Leia crônicas de F. Pereira da Nóbrega



Surpresa de existir

Por vez me surpreendo de existir. Para muita gente é a existência a regra geral. A morte, a exceção. Penso exatamente o inverso: a coisa mais assombrosa, quase inacreditável, é que estou aqui e agora, existindo. Parece até milagre. Porque, nada mais fácil do que eu nunca ter existido.

Pergunte a seus pais como se conheceram. O caso pervade todas as histórias. Nenhuma necessidade inexorável impelia um para conhecer o outro. Parecemos todos filhos do acaso. Como os filhos dos que se conheceram por uma linha cruzada, um telefonema errado. Este país não foi descoberto por acaso? Se, naqueles dias, o vento houvesse soprado noutra direção, hoje haveria outras nações, na mistura de outras raças. Outros que não eu, meus pais, meus avós.

Quem sabe, na Idade Média, um caçador seguiu a direção em que a caça voou. Porque assim andando, conheceu Maria, e se casaram, graças a isto hoje existo. Quem sabe, no Império Romano, por um triz o soldado não matou o ferido. Porque no instante decisivo de enxergá-lo, a nuvem ocultou a lua no céu e o ferido no chão - graças a isto hoje existo. Quem sabe, na Pré-história, a fera esturrou e ele e ela entraram na Caverna. E porque entraram dois e saíram três - graças a isto hoje existo.

Minha vida dependeu da direção em que o vento soprou sobre o Atlântico num dia de 1500. Dependeu talvez do rumo em que uma ave voou num dia da Idade Média.
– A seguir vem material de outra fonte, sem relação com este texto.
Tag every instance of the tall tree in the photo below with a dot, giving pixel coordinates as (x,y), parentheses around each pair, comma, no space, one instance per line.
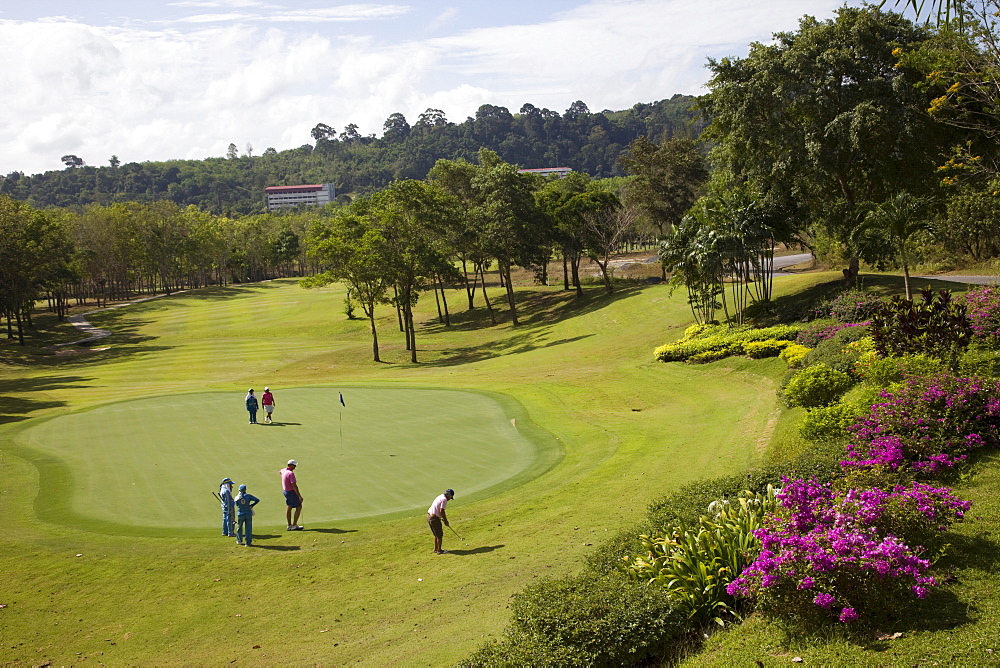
(669,178)
(34,248)
(357,254)
(512,226)
(826,117)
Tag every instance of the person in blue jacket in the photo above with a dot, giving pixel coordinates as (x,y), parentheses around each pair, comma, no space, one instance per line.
(228,514)
(252,406)
(244,516)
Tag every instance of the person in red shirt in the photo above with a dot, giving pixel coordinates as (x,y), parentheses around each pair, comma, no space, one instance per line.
(293,498)
(267,401)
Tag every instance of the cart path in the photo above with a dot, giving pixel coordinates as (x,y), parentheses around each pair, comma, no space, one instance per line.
(96,333)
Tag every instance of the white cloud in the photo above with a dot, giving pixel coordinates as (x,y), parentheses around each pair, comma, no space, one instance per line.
(188,89)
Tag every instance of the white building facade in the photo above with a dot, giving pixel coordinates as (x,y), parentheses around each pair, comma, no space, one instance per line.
(282,197)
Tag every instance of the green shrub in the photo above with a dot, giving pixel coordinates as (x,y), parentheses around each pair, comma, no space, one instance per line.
(720,340)
(854,306)
(793,354)
(828,424)
(694,564)
(586,620)
(885,371)
(836,352)
(980,361)
(816,386)
(709,356)
(936,326)
(691,501)
(761,349)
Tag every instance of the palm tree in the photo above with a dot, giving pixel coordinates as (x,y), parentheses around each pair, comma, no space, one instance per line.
(944,10)
(887,229)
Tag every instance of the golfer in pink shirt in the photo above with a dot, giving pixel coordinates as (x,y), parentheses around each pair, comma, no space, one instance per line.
(293,498)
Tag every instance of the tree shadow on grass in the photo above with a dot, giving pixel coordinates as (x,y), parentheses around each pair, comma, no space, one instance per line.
(16,405)
(477,550)
(519,343)
(333,530)
(280,548)
(216,292)
(534,307)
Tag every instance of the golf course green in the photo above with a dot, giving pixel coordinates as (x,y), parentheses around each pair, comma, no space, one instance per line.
(97,569)
(152,462)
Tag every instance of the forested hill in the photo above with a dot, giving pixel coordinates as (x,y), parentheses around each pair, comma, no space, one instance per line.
(356,164)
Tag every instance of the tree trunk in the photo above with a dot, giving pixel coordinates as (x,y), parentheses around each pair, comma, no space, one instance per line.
(470,292)
(370,312)
(505,271)
(486,297)
(413,333)
(604,273)
(444,303)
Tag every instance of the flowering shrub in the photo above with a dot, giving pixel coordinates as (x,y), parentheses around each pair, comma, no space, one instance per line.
(983,309)
(695,564)
(838,555)
(815,386)
(793,354)
(927,424)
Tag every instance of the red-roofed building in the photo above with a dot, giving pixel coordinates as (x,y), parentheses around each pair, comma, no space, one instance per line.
(281,197)
(561,172)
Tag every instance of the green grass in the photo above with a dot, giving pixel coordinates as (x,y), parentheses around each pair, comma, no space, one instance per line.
(82,588)
(367,589)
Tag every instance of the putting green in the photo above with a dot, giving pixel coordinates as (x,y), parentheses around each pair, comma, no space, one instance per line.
(155,462)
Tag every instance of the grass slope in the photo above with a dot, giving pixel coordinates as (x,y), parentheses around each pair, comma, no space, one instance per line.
(368,590)
(362,590)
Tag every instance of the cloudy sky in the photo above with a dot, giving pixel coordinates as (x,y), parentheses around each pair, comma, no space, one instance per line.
(154,80)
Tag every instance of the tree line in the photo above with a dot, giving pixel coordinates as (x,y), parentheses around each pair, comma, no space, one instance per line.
(865,137)
(359,164)
(415,235)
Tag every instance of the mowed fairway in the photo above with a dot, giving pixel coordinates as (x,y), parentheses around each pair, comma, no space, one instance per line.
(83,585)
(151,463)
Talvez dependeu de uma fração de minutos em que uma nuvem empanou o céu ou uma fera esturrou na terra. A existência me chegou quase impossível de chegar. Foi uma corrida de obstáculos, através de milhões de anos e trilhões de acasos. Se um deles falhasse, eu teria restado no limbo do nada. Nenhuma corrente é mais forte do que seu elo mais fraco.

A Biologia me diz que, na formação de meu ser, concorreram 1 bilhão e 500 milhões de espermatozóides para fecundarem um óvulo. Qualquer outro deles que chegasse antes teria gerado outro ser que não eu.

Calouros universitários, após cada vestibular inflam o peito para dizerem que no meio de milhares obtiveram primeiro lugar Eu, no vestibular da existência, para uma única vaga, concorri com 1,5 bilhão e tirei primeiro lugar.

Puxa, que surpresa, que milagre! Gente, é quase inacreditável mas eu existo. Ante estupefação tamanha, a vontade é de pensar que esse mar de acasos vai aportar nalguma Transcendência. E a surpresa se transmuda em adoração.